Time turns flames to embers: Reconciliation in the age of Brexit

Happy New Year. And Happy New Decade! The end of the ‘teenies’ and the beginning of the ‘twenties’ has seen plenty of politicians and others in contemplative form, setting out their hopes, fears, dreams and anxieties about the next ten years. Perhaps the most interesting was the letter signed by, amongst others, Matthew Elliot of Vote Leave and Will Straw of Stronger In, calling for a ‘decade of reconnection’ after the past few years of division and strife. Are we even close to that happening?

Different groups are at loggerheads all over the world: rural conservatives vs metropolitan liberals across much of the former Soviet empire; US Republicans vs Democrats; Sunnis vs Shias – the sources of conflict are manifold and varied. Sticking to the UK, the debate about Brexit has brought into sharp focus pre-existing differences between the generations, between successful cities and struggling towns, and between England and Wales and the rest of the United Kingdom. Can calls for reconciliation even vaguely cut through the rancour and bitterness uncorked over the past few years?

Not yet they can’t, because as it stands each side barely acknowledges that the other side has a right to be upset, let alone that anything should be done to assuage their concerns.  I read today a letter in the New European calling on Remainers to march on the day after Brexit Day to express their love for Europe and the hope we will be let back in – or to put it another way, to demonstrate that Brexiteers are wrong, that this is all an aberration, and we will eventually end up back where we belong.  At the same time many Brexiteers (including all too many now representing the Conservatives in Parliament) have adopted a stance of truculent triumphalism, effectively telling the 48% to stop being sore losers and just get on with life outside the Union.

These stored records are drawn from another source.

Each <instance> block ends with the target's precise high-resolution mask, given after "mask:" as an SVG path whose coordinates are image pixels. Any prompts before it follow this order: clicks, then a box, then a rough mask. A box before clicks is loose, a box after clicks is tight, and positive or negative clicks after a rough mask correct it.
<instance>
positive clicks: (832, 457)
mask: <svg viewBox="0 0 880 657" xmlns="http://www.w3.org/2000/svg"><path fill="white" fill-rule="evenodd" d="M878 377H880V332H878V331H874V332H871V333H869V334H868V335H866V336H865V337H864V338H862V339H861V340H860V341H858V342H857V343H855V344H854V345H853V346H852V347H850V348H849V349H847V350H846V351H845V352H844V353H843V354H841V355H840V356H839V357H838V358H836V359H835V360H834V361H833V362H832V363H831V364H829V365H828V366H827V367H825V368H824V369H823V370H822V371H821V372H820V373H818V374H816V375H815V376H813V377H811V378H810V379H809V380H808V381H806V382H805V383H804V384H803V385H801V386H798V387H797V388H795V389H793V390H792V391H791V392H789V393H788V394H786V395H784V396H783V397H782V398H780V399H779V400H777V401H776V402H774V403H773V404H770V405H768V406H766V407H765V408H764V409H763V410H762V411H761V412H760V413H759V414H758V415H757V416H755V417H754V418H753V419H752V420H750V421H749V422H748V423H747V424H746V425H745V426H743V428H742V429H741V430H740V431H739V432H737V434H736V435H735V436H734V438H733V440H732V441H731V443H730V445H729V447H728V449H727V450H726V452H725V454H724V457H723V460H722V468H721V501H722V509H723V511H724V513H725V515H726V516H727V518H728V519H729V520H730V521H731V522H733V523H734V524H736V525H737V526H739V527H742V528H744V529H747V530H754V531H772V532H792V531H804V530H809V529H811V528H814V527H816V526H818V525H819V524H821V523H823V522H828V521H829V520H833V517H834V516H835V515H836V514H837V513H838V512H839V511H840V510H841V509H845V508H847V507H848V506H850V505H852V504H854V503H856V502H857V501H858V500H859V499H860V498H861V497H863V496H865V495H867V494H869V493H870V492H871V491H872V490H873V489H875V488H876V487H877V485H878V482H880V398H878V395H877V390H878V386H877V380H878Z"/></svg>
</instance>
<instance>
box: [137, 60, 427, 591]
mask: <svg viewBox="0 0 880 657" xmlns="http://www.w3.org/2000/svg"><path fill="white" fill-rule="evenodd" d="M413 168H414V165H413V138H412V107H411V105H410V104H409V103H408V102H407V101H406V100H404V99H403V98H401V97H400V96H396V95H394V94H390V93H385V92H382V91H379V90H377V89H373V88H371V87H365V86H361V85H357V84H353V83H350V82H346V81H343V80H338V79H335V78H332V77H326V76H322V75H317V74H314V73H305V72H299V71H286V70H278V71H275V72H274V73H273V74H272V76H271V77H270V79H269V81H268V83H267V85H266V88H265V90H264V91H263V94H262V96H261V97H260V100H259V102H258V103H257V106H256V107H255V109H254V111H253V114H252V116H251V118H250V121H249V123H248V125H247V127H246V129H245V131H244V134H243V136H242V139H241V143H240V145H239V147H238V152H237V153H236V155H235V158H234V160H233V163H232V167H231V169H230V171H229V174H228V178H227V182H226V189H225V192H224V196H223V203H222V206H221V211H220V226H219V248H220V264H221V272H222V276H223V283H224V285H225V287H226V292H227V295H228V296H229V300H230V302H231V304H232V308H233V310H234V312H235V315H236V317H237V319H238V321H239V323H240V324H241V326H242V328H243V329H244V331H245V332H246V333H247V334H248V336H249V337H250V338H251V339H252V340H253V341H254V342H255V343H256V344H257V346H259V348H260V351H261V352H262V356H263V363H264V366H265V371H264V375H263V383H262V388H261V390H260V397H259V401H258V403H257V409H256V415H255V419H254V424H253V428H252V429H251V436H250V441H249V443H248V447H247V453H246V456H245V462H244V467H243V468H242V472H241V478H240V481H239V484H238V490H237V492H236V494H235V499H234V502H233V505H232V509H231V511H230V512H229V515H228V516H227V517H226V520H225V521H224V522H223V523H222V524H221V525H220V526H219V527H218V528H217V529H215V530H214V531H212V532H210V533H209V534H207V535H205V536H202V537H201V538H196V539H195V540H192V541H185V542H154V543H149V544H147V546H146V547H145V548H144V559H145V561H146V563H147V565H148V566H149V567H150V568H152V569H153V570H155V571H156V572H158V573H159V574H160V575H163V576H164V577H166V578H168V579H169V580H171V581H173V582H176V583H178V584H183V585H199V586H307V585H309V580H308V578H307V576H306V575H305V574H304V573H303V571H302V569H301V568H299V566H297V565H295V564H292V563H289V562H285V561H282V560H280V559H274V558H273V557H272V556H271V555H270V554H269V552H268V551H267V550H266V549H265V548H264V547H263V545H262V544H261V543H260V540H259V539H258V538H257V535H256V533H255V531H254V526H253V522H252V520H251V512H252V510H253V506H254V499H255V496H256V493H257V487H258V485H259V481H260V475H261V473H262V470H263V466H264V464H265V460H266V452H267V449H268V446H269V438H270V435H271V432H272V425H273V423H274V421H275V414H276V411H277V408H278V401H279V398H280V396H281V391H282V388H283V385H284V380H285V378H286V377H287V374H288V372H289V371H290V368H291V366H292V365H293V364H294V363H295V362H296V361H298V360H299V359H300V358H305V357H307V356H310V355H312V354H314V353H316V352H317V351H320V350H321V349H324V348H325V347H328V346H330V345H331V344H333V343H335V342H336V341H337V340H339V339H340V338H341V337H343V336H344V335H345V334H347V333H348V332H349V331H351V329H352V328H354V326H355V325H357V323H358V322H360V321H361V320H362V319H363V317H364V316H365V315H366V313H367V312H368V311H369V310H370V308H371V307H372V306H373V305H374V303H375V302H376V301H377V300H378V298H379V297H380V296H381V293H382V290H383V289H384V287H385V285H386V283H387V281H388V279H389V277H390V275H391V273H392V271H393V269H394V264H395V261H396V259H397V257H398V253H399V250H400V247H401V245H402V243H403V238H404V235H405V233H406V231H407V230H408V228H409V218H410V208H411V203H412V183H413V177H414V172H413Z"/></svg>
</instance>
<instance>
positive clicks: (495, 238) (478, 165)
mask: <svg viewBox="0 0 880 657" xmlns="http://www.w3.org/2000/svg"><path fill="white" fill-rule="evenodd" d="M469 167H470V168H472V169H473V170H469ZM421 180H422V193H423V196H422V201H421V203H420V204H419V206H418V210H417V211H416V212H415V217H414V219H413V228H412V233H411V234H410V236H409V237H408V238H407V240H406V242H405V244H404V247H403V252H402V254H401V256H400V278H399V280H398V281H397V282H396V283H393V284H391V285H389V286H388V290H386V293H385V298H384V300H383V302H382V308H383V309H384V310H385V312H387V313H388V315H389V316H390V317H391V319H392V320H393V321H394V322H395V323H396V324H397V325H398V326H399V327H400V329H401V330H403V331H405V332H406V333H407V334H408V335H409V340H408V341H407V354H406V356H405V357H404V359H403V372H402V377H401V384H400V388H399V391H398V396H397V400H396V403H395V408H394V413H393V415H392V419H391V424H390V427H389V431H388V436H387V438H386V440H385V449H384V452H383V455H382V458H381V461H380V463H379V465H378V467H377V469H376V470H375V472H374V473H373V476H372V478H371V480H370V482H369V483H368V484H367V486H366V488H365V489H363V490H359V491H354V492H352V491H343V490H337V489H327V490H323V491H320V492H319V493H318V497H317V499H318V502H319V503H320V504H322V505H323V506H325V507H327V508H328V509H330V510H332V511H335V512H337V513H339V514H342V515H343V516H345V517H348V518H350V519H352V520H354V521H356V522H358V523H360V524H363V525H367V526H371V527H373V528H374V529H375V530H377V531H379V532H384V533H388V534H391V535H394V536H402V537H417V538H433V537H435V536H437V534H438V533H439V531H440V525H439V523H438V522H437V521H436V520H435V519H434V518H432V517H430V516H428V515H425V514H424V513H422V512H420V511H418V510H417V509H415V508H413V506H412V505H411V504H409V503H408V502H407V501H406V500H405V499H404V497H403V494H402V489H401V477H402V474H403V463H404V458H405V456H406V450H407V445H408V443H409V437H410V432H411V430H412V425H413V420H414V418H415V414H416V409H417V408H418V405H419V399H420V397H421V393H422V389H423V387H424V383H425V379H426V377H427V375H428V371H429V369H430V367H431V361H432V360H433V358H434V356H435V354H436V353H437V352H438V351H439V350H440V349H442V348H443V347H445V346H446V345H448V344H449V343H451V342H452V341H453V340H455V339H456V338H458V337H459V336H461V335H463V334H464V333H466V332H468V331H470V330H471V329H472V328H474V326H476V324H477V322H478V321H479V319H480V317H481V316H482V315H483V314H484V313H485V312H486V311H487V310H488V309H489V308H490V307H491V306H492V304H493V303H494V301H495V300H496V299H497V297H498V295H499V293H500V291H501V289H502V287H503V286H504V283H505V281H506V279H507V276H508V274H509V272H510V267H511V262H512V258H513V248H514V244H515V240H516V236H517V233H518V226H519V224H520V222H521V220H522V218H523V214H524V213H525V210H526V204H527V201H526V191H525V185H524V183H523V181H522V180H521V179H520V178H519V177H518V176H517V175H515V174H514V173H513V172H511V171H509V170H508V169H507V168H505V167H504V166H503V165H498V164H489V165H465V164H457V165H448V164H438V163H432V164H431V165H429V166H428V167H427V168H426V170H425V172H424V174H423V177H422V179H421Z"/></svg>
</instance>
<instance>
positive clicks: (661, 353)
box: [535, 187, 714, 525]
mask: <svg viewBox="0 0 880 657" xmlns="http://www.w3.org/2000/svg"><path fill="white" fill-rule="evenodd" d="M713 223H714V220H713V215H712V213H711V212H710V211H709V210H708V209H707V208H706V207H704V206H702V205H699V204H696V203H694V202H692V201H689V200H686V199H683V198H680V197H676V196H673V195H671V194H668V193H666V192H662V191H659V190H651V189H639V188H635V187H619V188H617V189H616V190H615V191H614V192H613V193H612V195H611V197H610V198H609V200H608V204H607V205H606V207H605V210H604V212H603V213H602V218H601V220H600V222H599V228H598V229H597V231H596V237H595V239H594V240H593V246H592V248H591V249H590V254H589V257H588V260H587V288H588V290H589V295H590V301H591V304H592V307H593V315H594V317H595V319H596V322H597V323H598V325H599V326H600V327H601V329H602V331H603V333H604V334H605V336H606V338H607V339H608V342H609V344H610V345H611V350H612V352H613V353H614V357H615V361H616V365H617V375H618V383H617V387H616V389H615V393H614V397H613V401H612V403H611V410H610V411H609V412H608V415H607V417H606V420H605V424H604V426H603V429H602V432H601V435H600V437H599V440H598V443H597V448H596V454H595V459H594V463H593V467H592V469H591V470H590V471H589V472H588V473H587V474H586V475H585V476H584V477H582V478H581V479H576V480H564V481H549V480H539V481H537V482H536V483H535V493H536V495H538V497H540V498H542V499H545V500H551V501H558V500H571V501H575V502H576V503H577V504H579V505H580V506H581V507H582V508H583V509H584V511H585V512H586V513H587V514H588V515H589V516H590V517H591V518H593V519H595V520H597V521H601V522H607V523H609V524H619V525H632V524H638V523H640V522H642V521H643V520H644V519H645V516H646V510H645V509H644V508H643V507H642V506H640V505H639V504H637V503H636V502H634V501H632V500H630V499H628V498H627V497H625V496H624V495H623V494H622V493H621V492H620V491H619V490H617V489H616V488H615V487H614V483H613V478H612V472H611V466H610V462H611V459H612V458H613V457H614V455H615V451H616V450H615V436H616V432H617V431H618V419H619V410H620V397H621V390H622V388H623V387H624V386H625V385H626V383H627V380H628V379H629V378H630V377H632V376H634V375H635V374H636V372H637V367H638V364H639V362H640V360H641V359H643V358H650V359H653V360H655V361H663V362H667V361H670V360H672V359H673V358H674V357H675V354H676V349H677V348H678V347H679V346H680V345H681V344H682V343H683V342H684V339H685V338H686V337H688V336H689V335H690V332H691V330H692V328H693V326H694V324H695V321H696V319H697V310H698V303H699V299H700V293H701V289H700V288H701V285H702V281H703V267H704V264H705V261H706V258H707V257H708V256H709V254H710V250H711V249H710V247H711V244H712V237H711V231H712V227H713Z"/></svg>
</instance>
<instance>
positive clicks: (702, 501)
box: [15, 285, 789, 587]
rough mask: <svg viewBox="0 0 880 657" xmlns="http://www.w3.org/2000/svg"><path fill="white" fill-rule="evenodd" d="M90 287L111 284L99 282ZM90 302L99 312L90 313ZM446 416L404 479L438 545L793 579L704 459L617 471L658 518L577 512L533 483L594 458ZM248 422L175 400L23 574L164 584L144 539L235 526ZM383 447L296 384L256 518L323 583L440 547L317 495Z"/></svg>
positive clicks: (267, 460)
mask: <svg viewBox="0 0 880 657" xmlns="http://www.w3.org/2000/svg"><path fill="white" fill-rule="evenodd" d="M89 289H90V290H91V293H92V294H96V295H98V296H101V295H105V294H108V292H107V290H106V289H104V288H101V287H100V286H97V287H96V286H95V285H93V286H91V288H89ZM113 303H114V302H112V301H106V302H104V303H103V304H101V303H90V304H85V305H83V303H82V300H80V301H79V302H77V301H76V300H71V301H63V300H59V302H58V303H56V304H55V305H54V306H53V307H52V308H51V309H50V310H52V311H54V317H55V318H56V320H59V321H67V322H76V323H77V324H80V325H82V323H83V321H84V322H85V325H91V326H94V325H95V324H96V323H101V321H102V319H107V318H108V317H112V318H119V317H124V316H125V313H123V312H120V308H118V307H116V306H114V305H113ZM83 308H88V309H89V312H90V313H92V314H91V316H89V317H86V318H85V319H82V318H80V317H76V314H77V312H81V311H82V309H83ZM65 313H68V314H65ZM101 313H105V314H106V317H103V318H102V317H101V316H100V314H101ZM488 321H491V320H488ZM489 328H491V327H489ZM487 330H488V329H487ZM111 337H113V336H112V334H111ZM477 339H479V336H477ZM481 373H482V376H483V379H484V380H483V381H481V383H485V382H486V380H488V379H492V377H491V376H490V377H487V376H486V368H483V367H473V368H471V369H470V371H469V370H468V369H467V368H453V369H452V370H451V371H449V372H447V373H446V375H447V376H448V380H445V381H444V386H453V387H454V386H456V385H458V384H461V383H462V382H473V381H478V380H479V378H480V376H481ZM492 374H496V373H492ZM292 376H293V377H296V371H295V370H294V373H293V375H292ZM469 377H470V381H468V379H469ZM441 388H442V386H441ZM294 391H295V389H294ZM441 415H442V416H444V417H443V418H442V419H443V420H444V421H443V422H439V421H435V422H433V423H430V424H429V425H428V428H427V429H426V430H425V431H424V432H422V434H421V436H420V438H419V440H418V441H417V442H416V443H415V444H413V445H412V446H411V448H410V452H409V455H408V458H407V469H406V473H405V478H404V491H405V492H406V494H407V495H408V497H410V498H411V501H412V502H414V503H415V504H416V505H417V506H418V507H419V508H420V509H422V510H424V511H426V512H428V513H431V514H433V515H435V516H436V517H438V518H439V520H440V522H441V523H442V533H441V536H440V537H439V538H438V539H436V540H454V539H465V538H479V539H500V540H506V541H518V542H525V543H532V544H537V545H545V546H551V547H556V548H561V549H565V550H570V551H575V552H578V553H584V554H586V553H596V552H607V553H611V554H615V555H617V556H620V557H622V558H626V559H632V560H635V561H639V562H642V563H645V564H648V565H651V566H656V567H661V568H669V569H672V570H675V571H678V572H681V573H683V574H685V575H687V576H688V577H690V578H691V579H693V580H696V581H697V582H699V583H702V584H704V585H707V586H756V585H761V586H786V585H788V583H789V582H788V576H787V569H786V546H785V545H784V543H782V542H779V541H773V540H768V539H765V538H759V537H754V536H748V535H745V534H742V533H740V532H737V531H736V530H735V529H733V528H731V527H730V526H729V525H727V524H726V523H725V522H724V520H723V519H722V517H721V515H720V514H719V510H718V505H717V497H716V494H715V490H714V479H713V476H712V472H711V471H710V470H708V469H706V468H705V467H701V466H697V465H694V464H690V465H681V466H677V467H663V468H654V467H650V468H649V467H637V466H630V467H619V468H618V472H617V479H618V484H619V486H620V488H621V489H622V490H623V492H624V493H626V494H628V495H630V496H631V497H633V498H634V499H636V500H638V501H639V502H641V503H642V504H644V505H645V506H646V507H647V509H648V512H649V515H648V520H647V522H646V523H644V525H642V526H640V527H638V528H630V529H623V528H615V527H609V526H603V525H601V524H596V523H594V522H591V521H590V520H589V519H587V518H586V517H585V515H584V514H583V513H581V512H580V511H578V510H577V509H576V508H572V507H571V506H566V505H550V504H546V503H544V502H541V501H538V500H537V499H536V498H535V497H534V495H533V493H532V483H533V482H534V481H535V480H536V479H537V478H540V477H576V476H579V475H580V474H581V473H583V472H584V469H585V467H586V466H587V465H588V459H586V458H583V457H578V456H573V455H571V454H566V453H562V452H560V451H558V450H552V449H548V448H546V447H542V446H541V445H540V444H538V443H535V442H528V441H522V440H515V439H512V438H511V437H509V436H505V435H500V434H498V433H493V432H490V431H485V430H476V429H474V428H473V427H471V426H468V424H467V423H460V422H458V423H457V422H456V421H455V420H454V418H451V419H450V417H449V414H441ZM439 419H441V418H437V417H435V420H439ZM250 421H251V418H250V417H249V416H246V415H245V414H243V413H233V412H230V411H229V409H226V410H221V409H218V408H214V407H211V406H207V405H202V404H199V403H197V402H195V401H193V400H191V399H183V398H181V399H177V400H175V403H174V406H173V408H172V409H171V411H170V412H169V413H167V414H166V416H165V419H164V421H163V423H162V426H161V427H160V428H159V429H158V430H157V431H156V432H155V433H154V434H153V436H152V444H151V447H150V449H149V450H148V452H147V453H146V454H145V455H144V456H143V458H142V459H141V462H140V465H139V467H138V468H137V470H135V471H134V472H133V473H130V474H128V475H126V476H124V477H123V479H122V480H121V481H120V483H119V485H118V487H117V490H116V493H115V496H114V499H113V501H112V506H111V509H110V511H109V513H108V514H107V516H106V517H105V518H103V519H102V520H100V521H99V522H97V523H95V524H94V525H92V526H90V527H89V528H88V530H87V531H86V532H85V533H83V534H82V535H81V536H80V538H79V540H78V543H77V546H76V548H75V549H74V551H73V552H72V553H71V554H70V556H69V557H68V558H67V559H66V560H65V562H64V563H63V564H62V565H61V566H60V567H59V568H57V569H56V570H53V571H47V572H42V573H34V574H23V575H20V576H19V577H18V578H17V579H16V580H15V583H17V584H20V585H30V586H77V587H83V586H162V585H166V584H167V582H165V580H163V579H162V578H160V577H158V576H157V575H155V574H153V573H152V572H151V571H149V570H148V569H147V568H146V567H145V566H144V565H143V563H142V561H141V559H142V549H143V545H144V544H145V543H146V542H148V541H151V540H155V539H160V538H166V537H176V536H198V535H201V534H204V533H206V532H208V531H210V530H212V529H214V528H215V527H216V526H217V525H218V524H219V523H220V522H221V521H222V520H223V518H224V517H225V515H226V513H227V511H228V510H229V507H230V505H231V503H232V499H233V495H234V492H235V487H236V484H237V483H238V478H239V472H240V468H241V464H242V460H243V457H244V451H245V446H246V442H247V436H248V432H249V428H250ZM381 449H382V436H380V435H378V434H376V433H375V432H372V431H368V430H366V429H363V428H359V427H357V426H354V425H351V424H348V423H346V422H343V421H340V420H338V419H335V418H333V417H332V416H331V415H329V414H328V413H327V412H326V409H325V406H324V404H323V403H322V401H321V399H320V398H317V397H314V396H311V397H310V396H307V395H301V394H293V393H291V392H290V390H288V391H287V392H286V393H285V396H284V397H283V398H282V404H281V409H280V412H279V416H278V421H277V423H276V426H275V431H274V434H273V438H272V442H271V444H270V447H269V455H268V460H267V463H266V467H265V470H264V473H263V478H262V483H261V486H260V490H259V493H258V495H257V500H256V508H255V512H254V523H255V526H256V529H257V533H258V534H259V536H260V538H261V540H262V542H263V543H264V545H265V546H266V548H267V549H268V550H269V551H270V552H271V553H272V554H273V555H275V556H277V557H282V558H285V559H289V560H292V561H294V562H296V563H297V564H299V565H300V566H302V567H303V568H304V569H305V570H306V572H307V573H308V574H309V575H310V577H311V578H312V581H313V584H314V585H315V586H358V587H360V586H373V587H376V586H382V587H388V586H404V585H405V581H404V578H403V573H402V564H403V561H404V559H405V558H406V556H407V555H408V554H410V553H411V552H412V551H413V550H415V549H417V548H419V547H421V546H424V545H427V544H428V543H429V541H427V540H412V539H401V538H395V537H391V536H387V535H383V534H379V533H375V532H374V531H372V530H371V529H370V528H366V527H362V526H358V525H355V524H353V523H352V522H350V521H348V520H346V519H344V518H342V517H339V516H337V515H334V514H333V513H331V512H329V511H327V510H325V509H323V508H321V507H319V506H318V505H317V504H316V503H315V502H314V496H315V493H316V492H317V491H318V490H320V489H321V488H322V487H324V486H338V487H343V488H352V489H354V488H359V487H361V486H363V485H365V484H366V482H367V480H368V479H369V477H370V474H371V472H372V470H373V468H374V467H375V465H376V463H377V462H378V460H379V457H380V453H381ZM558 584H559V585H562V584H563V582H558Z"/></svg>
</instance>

Until we acknowledge that both sides are angry and disappointed, and start to grapple with why they feel the way they do, the ‘decade of reconnection’ is going to be a damp squib.  As the plethora of ‘how to avoid Brexit arguments over Christmas dinner’ articles have revealed, Leavers and Remainers are often unable to speak to each other making it hard to see how they are going to learn to understand one another. With this backdrop reconciliation feels a long way off.

Perhaps Boris Johnson has the answers? In fairness to him, he is trying. The promise to splurge on disadvantaged areas, to focus on key public services like the NHS, and generally to give a sense of momentum, optimism and hope after Brexit is sensible. But the worry is this will focus on quick fixes and razzle dazzle announcements about difficult big projects (bridge to Ireland, anyone?), not boring things like improved bus services, better education and training, and genuine devolution of powers, to city mayors and also to schools, hospitals and local councils. And an even bigger concern is that the greatest challenges, such as the fundamental unaffordability of the NHS and social care, the UK’s productivity crisis and, of course, climate change will be swept under the populist carpet. So although the Prime Minister is trying to bring people together (for his own electoral advantage, of course), this could easily end up being divisions delayed, not healed; stopping the bleeding, not stitching up the wound.

To really reconcile we first need to forgive, and to understand, starting with Brexit and then the underlying causes of the vote to leave. Remainers (including me) have to stop explaining how dumb Leavers have been, and Brexiteers have to admit that those who want to stay in feel just as strongly, and are just as angry, as they are. Both sides have to recognise that (1) we are leaving and it actually won’t be the end of the world, but (2) we need to do so in a way that takes people on the journey, rather than rubs their noses in it (as a starting point, how about not getting Big Ben to ‘bong’ to mark our departure?). It will take an enormous effort, but we surely have to try?